Ein 17-jähriger Kitesurfer hat sich am Abend des 4. August 2026 bei einem Unfall an der Playa de Famara im Municipio Teguise auf Lanzarote schwer verletzt. Der Jugendliche erlitt ein schweres Halswirbeltrauma, das sofortige medizinische Maßnahmen erforderte. Der Vorfall verdeutlicht die Risiken, die mit dem Kitesurfen an diesem beliebten Strand verbunden sind, und unterstreicht die Bedeutung schneller Rettungseinsätze für die Sicherheit von Einheimischen und Urlaubern.
Der Unfall ereignete sich gegen 18:34 Uhr, als der junge Sportler aus noch nicht näher bekannten Gründen aus der Höhe stürzte.
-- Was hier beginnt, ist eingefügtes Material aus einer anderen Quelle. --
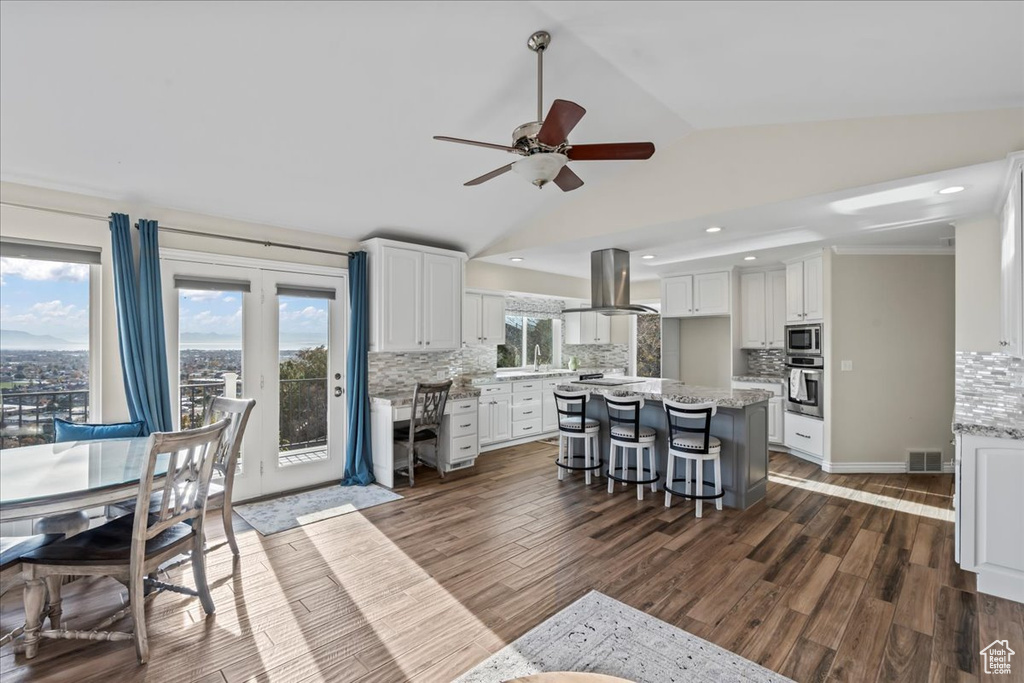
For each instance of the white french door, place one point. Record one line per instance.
(257, 330)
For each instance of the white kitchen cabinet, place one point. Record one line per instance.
(990, 513)
(775, 309)
(416, 297)
(752, 307)
(483, 319)
(1012, 272)
(587, 328)
(702, 294)
(805, 291)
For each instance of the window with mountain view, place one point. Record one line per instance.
(44, 346)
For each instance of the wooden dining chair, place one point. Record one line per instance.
(131, 548)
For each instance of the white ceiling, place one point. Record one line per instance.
(320, 116)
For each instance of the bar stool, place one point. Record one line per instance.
(574, 425)
(628, 434)
(692, 444)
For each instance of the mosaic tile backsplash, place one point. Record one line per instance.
(990, 389)
(766, 361)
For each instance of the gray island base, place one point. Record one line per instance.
(741, 424)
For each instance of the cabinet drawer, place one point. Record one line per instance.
(527, 412)
(530, 398)
(464, 406)
(462, 424)
(526, 428)
(464, 447)
(804, 433)
(496, 389)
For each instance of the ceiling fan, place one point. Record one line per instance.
(544, 143)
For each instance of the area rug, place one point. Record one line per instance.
(287, 512)
(597, 634)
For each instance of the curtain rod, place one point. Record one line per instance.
(180, 230)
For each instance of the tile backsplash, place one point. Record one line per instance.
(989, 389)
(766, 361)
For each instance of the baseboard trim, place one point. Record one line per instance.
(864, 468)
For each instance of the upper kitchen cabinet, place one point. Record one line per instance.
(483, 319)
(762, 300)
(804, 291)
(587, 328)
(416, 297)
(1012, 274)
(702, 294)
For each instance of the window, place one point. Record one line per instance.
(648, 345)
(45, 360)
(522, 335)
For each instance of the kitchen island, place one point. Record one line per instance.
(741, 424)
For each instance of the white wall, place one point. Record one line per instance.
(894, 317)
(978, 289)
(33, 224)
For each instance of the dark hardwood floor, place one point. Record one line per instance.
(832, 578)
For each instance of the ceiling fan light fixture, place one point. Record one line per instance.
(541, 169)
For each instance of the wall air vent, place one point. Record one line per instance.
(924, 462)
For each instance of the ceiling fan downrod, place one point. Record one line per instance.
(539, 42)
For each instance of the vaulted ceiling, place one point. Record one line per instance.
(318, 116)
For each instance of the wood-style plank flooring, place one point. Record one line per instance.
(832, 578)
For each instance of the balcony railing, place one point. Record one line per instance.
(28, 416)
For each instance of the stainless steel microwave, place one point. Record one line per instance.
(803, 340)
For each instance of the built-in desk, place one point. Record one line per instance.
(460, 443)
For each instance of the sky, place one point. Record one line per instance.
(45, 298)
(51, 298)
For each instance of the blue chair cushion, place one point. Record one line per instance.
(76, 431)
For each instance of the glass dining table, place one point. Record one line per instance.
(53, 478)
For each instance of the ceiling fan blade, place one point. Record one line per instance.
(610, 152)
(562, 118)
(492, 145)
(493, 174)
(567, 180)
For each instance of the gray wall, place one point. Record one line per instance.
(894, 317)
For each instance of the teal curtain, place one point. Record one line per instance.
(140, 325)
(358, 455)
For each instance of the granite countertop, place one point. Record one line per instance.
(404, 396)
(656, 389)
(765, 379)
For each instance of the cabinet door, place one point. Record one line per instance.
(442, 302)
(677, 296)
(753, 312)
(501, 419)
(602, 329)
(484, 422)
(493, 319)
(711, 294)
(400, 299)
(572, 330)
(775, 309)
(795, 292)
(1012, 274)
(472, 334)
(813, 295)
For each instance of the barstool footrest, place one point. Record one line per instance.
(693, 496)
(653, 477)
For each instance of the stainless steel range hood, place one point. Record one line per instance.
(609, 285)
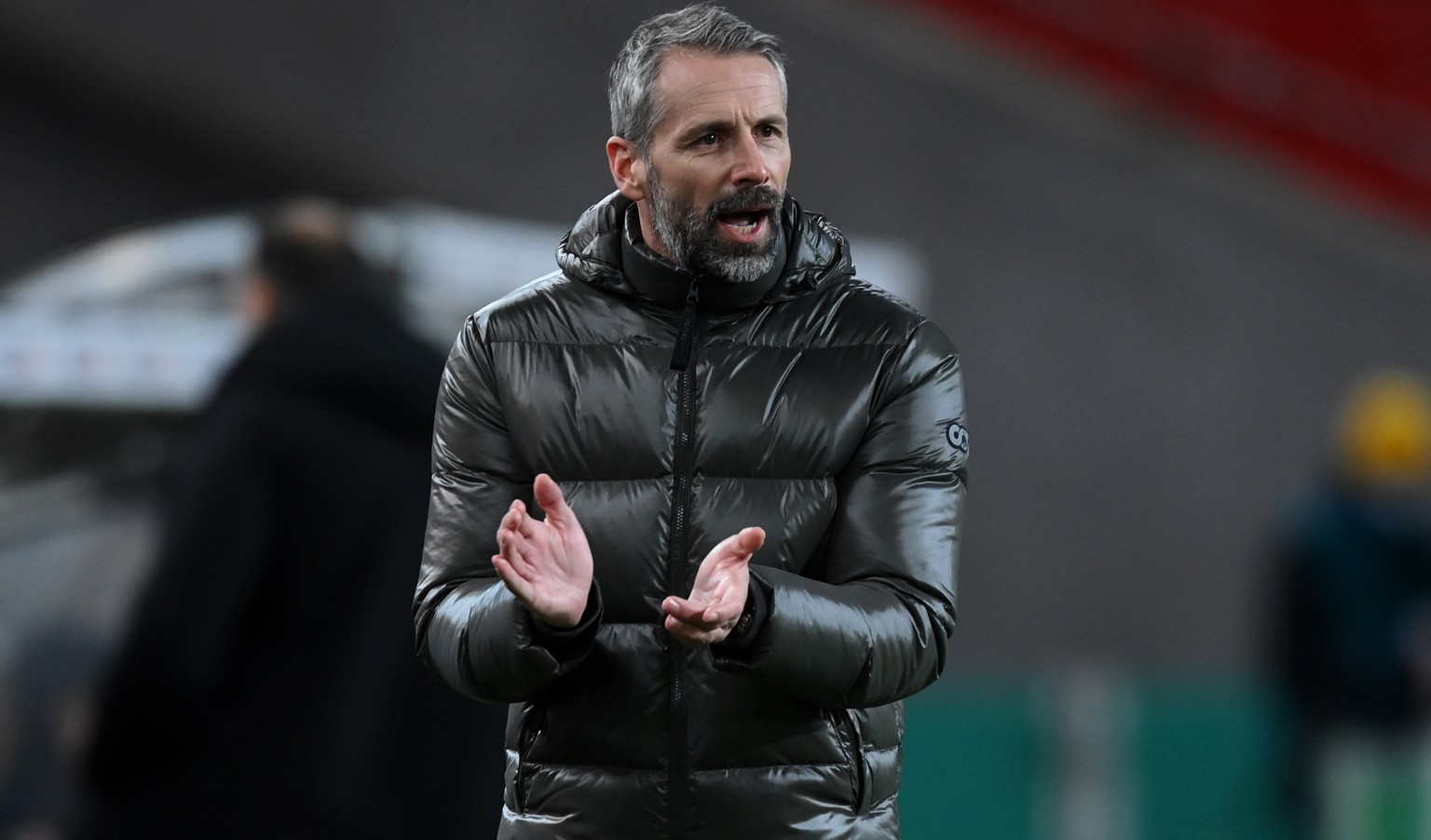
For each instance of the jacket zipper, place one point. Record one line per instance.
(681, 358)
(686, 332)
(851, 735)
Bei der Erstversorgung durch den Servicio de Urgencias Canario (SUC) wurde das schwere Halswirbeltrauma festgestellt. Nach der Stabilisierung wurde der Verletzte mit einem medizinisch ausgestatteten Hubschrauber ins Hospital Doctor José Molina Orosa gebracht, um eine bestmögliche Behandlung sicherzustellen.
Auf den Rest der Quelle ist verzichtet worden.